You don’t have to use AI

It’s 2023 and the buzz word (abbreviation?) of the year is “AI”. Every company is wanting to build something related or wanting you to use their AI product to “enhance” your work or your life. The rise of ChatGPT is the biggest culprit of this AI explosion and really demonstrated the next generation of capabilities. Along with Large Language Models (LLMs) such as ChatGPT, there has also been a huge advancement in photo and audio generation models that can create realistic photos and audio clips.

While this new technology can certainly be helpful, there are many reasons why someone may choose to stray away from it. There are copyright concerns, privacy concerns, and ethical concerns to name a few reasons. You may also not be happy about big companies looking for more ways to automate out jobs or pay people less. Goldman Sachs has claimed that up to 18% of the global workforce may be automated out of a job by some form of AI1.
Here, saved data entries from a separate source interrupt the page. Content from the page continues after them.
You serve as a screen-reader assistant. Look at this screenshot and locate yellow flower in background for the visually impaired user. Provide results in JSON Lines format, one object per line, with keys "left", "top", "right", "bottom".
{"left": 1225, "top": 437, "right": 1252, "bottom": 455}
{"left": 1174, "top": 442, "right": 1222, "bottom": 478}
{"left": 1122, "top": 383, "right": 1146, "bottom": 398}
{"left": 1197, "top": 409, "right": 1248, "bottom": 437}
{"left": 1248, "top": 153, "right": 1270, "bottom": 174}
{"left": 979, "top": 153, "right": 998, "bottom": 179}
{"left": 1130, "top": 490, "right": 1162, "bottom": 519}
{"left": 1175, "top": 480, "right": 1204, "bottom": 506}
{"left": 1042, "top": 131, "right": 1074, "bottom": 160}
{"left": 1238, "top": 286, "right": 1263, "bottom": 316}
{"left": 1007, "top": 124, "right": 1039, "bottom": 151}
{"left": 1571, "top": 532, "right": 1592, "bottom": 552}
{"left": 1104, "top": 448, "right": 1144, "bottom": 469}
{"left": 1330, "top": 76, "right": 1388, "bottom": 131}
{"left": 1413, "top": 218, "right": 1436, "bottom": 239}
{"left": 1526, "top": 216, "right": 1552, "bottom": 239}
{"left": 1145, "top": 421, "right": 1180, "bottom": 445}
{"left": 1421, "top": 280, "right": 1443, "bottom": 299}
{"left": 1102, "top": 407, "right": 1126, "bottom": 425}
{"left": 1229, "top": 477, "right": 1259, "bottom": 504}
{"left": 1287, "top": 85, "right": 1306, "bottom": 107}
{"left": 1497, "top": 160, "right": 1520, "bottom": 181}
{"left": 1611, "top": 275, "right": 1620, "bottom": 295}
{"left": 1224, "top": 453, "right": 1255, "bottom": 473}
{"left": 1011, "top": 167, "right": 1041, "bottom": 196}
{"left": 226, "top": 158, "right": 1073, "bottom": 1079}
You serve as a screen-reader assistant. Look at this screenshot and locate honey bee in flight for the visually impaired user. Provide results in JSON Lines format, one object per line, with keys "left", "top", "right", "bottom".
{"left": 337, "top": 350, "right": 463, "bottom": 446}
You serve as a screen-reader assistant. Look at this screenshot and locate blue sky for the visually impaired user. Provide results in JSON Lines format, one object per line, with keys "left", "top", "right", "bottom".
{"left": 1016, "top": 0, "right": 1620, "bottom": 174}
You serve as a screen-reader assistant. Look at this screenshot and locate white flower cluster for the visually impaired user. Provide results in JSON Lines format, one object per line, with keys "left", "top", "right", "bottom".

I share all of these concerns but there is another reason equally as important to me. I enjoy what I do, which is primarily software development and writing. I do not want an LLM or any other form of AI to suck the fun out of my job. With programming in particular, sometimes solving trivial problems gives me a bit of encouragement when I am having trouble with larger problems. Sometimes I just want to solve the smaller problems for myself.

Writing is an area that has become particularly under fire from LLMs as they have largely become a nuisance in a lot of ways. For example, many publishing companies have been forced to stop accepting entries due to the flood of AI written submissions. 2 Almost all publishing companies have had to put up some kind of safeguard against this by checking entries for potentially being AI content.

As I said before, I enjoy writing even if some of the writing I produce isn’t fantastic. I like writing short stories, articles such as this one, and even have a few novels that I am working on. The thought of some model writing in a few seconds what it takes me a lot of thought and effort to write is scary and annoying. The annoying part is that it is not coming up with anything on its own, it is simply regurgitating what it has been fed which is content written by real human authors. In essence, an LLM is a really fast plagiarism machine, which is exactly why publishing companies are not accepting.

There are a million articles out there about how you have to use AI or get left behind. That you have to use this new technology and evolve or someone else will and gain an advantage over you. While that has some truth to it (someone who uses these new tools may be ahead of you in many ways), it also is not entirely the case. At least not in every industry and not yet. This new technology is not mature enough to replace my job as a software architect nor is it enough to automate my engineering hobbies. In fact, many times I have spent more time fighting with the AI trying to get it to produce what I want it to than if I had just done it myself without AI assistance. Particularly in software development where often I am writing logic and the best way to express this is in code and not in plain English and hoping some LLM can understand it.

I suppose that is the point of this article. You do not have to use AI if you don’t want to. For now, I refuse to use it in my hobby projects because I enjoy them too much and love every part, even some of the mundane parts that I could automate. I do not want AI to write my emails – I can do that myself and prefer to. I do not want it to read something and summarize it for me because I want to read it myself and form my own conclusions. I do not want it to write my applications that I create. I do not want it to write my articles or help me with my novels (that I will probably never finish). All of these things take time but it is time that is worth it to me.